Table of Contents

💬 Multi-Turn Chat with Custom Sampling Demo Overview


🎯 Purpose of the Sample

The Multi-Turn Chat with Custom Sampling Demo demonstrates how to use the LM-Kit.NET SDK to create an interactive chatbot with customized sampling strategies. This sample showcases the integration of large language models (LLMs) into a .NET application to facilitate multi-turn conversations with advanced sampling techniques to influence the chatbot's responses.


👥 Industry Target Audience

This sample is particularly beneficial for developers and organizations in the following sectors:

  • 🛠️ Customer Support: Provide tailored responses based on specific customer needs and preferences.
  • 📚 Education: Develop interactive learning assistants that can adapt to different educational contexts and styles.
  • 🩺 Healthcare: Create chatbots that can respond appropriately to patient inquiries by adjusting the language model's output dynamically.
  • 🛒 E-commerce: Enhance customer engagement by delivering personalized and context-aware responses.

🚀 Problem Solved

Generating responses that are contextually relevant and stylistically appropriate can be challenging, especially when dealing with diverse conversational contexts. The Multi-Turn Chat with Custom Sampling Demo addresses this problem by leveraging advanced sampling techniques to customize the chatbot's responses, ensuring that they are both relevant and engaging.

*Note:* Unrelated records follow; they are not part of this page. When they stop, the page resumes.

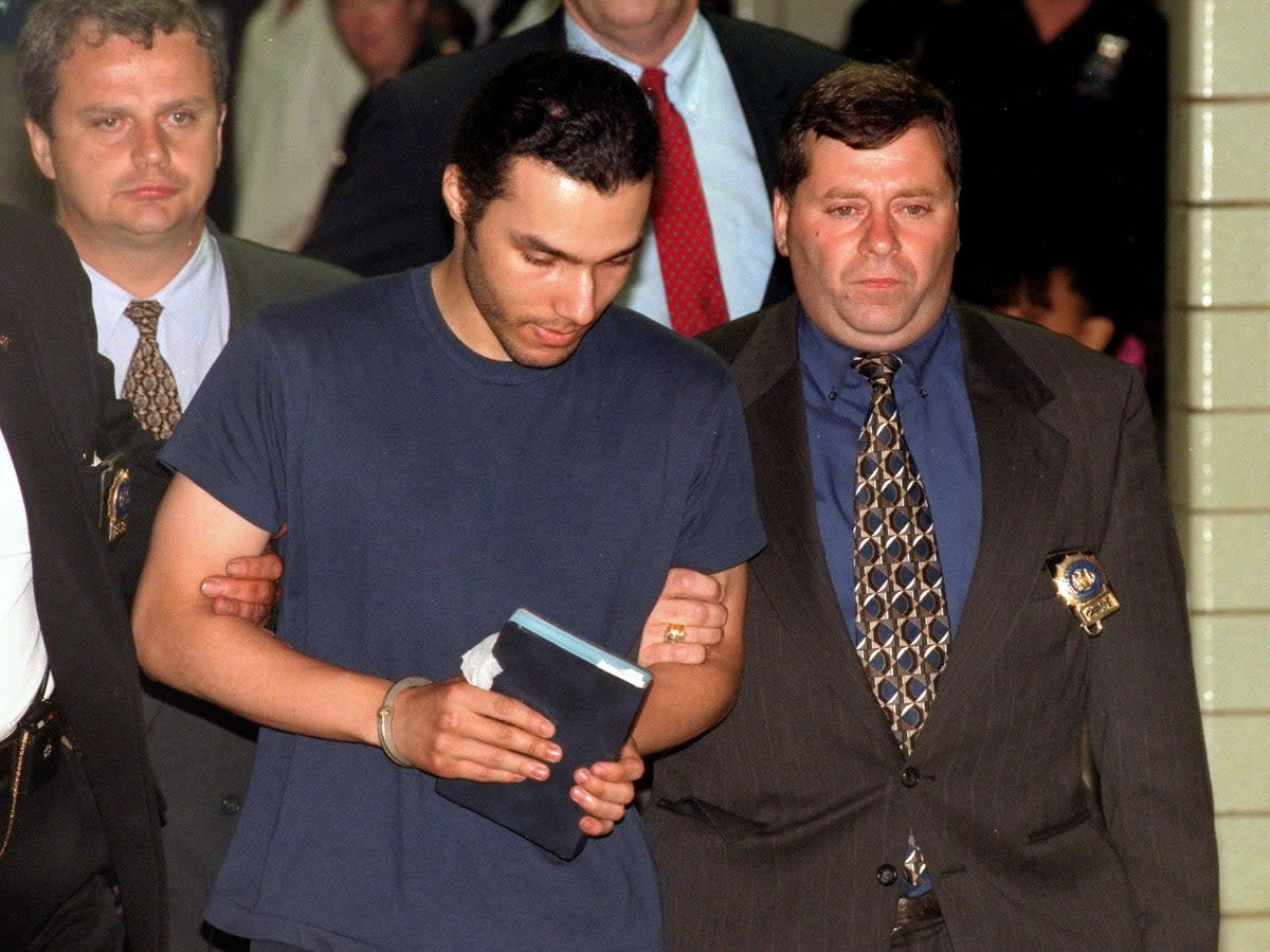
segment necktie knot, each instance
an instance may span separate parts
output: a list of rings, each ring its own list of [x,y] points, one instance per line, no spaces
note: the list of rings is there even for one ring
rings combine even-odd
[[[171,436],[180,419],[180,393],[171,366],[159,352],[159,301],[132,301],[123,316],[137,325],[140,337],[119,395],[132,402],[141,426],[160,440]]]
[[[163,305],[159,301],[132,301],[123,309],[123,316],[137,325],[142,337],[155,337],[159,330],[159,315]]]
[[[697,334],[728,319],[706,196],[688,126],[665,94],[665,70],[650,66],[639,84],[660,133],[650,212],[665,306],[676,330]]]
[[[895,353],[861,353],[852,358],[851,366],[860,372],[874,389],[890,389],[895,371],[903,366],[904,358]]]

💻 Sample Application Description

The Multi-Turn Chat with Custom Sampling Demo is a console application that allows users to interact with a chatbot designed to adapt its responses using various sampling strategies and biases.

✨ Key Features

  • 📦 Model Selection: Users can choose from predefined models or provide a custom model URI.
  • 📊 Progress Tracking: The application displays download and loading progress for the selected model.
  • 🎲 Custom Sampling: The application uses advanced sampling strategies such as top-k, top-p, temperature, and others to influence the chatbot's responses.
  • ⚖️ Bias Adjustment: Adjusts the logit biases to encourage or discourage specific topics in the chatbot's responses.
  • 📈 Performance Metrics: Displays generated tokens, stop reasons, quality score, and speed of response for each interaction.
  • 🔧 Special Commands: Users can reset the conversation using the /reset command or regenerate responses with the /regenerate command.

🧠 Supported Models

The sample supports several state-of-the-art models:

  • Mistral Nemo 2407 12.2B
  • Meta Llama 3.1 8B
  • Google Gemma2 9B Medium
  • Microsoft Phi-3 3.82B Mini
  • Alibaba Qwen-2 7.6B

🛠️ Getting Started

📋 Prerequisites

  • .NET Framework 4.6.2 or .NET 6.0

📥 Download the Project

▶️ Running the Application

  1. 📂 Clone the repository:

    git clone https://github.com/LM-Kit/lm-kit-net-samples.git
    
  2. 📁 Navigate to the project directory:

    cd lm-kit-net-samples/console_framework_4.62/multi_turn_chat_with_custom_sampling
    

    or

    cd lm-kit-net-samples/console_net6/multi_turn_chat_with_custom_sampling
    
  3. 🔨 Build and run the application:

    dotnet build
    dotnet run
    
  4. 📜 Follow the on-screen prompts to select a model and start the multi-turn chat.

💡 Example Usage

  1. Select a Model: Choose from the available models or enter a custom model URI.
  2. Initiate Conversation: Start by entering a prompt, such as "Hello!".
  3. Receive Custom Responses: The chatbot will generate responses influenced by the custom sampling strategies and biases.
  4. Continue Interaction: Enter another prompt or use the special commands (/reset or /regenerate) to manage the conversation.
  5. End the Chat: Submit an empty input to end the program.

By following these steps, developers can explore the functionalities of LM-Kit.NET and integrate advanced sampling strategies into their chatbot applications, enhancing the relevance and engagement of automated responses through a multi-turn conversational AI.